Tetra Bio-Pharma Inc.
Dr. Anne-Sophie Courtois, DVM
Vice President, Marketing & Communications
(514) 360-8040 Ext. 210
anne-sophie.courtois@tetrabiopharma.com
- Published in Medical Marijuana, Tetra Bio Pharma
Tetra Bio-Pharma provides update on status of its Phase 3 Clinical Trial Application of Lead Drug Candidate PPP001
Momentum Public Relations
Press Release: December 11, 2017
Tetra Bio-Pharma Inc. (“Tetra” or the “Company”) (TSX VENTURE:TBP)(OTCQB:TBPMF), a global leader in cannabinoid-based drug development, announced today that the Company has accepted the suggestion of Health Canada to change the order of its clinical trial application (CTA) review process. As such, the quality certification for the manufacturing of PPP001 will take place prior to the approval of its clinical trial protocol as Health Canada assesses its partner Aphria’s operations for Good Manufacturing Practices (GMP) for pharmaceutical products. Tetra agrees to this change from Health Canada because it is in the best interest of patients.

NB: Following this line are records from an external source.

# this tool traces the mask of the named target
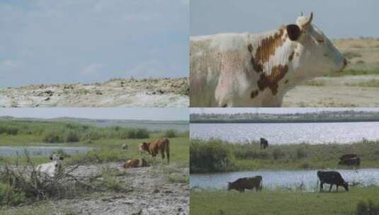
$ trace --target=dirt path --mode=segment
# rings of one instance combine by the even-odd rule
[[[115,79],[0,90],[0,107],[188,107],[186,78]]]
[[[379,107],[379,76],[317,78],[284,97],[283,107]],[[312,85],[312,86],[310,86]]]

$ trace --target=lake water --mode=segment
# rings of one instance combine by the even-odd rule
[[[351,143],[379,139],[379,122],[316,123],[220,123],[190,124],[191,138],[217,138],[237,142],[258,141],[264,137],[270,144]]]
[[[89,147],[60,147],[60,146],[28,146],[28,147],[13,147],[0,146],[0,156],[13,156],[17,153],[20,156],[24,154],[24,150],[29,152],[30,156],[50,156],[52,152],[57,149],[62,149],[68,154],[76,154],[86,153],[91,149]]]
[[[360,185],[379,185],[379,169],[336,170],[342,178],[349,182],[358,182]],[[227,189],[227,182],[239,178],[261,175],[264,188],[295,188],[302,184],[304,190],[315,191],[317,187],[317,170],[259,170],[222,173],[191,174],[191,187],[207,189]],[[329,189],[329,185],[324,185]],[[342,190],[343,187],[341,187]],[[335,189],[335,187],[334,188]]]

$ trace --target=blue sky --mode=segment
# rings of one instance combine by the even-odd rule
[[[51,119],[76,117],[93,120],[188,120],[184,108],[0,108],[0,117]]]
[[[0,0],[0,88],[188,76],[189,0]]]
[[[190,8],[191,35],[264,32],[313,11],[329,37],[379,37],[377,0],[191,0]]]

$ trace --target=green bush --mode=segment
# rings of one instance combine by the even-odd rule
[[[81,141],[95,141],[98,140],[102,137],[100,132],[95,129],[89,129],[81,136]]]
[[[174,129],[169,129],[164,132],[164,137],[174,138],[178,136],[178,132]]]
[[[284,158],[285,156],[285,154],[281,149],[275,148],[273,150],[273,158],[274,160],[279,160],[282,158]]]
[[[9,184],[0,182],[0,206],[13,206],[25,203],[26,202],[25,193],[18,192]]]
[[[43,141],[47,143],[62,143],[64,140],[61,134],[62,132],[54,129],[46,130],[43,134]]]
[[[144,128],[130,129],[128,131],[128,139],[147,139],[149,136],[149,131]]]
[[[191,172],[224,172],[234,168],[234,156],[225,142],[217,139],[191,142]]]
[[[372,199],[361,200],[356,205],[356,215],[379,215],[379,202]]]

This change in the usual CTA approval process is expected to potentially extend the review process by 30 days. Tetra continues to expect PPP001 to become the first cannabis-derived inhalation drug to receive a drug identification number (DIN) from Health Canada, as well as pharmaceutical drug status from the FDA. The phase 3 trial should therefore begin in early 2018. The Company expects this change to have only a minor impact on time to market for PPP001.
Tetra received approval for the ethics review board on November 6th and subsequently submitted a Clinical Trial Application (CTA) for its Phase 3 clinical trial in cancer patients. This trial is expected to be a landmark clinical trial and is the first of its kind, enrolling a total of 946 subjects. Dr Guy Chamberland, Tetra’s Chief Scientific Officer (CSO) commented that: “a GMP certification from Health Canada’s drug inspectorate is welcome as this certification will signal to the company that its manufacturing partners comply with GMP requirements for drug approval and increases the measures put in place to ensure patients’ safety.” Once the trial is initiated, The Company will accelerate enrolment by expanding the number of clinical sites as it aims to adhere to its target date for filing PPP001 as a prescription drug (with a drug identification number – DIN) to Health Canada.
About Tetra Bio-Pharma:
Tetra Bio-Pharma (TSX VENTURE:TBP)(OTCQB:TBPMF) is a biopharmaceutical leader in cannabinoid-based drug discovery and clinical development. Tetra is focusing on three core business pillars: clinical research, pharmaceutical promotion and retail commercialization of cannabinoid-based products.
More information at: www.tetrabiopharma.com
Source: Tetra Bio-Pharma
Neither the TSX Venture Exchange nor its Regulation Services Provider (as that term is defined in the policies of the TSX Venture Exchange) accepts responsibility for the adequacy or accuracy of this release.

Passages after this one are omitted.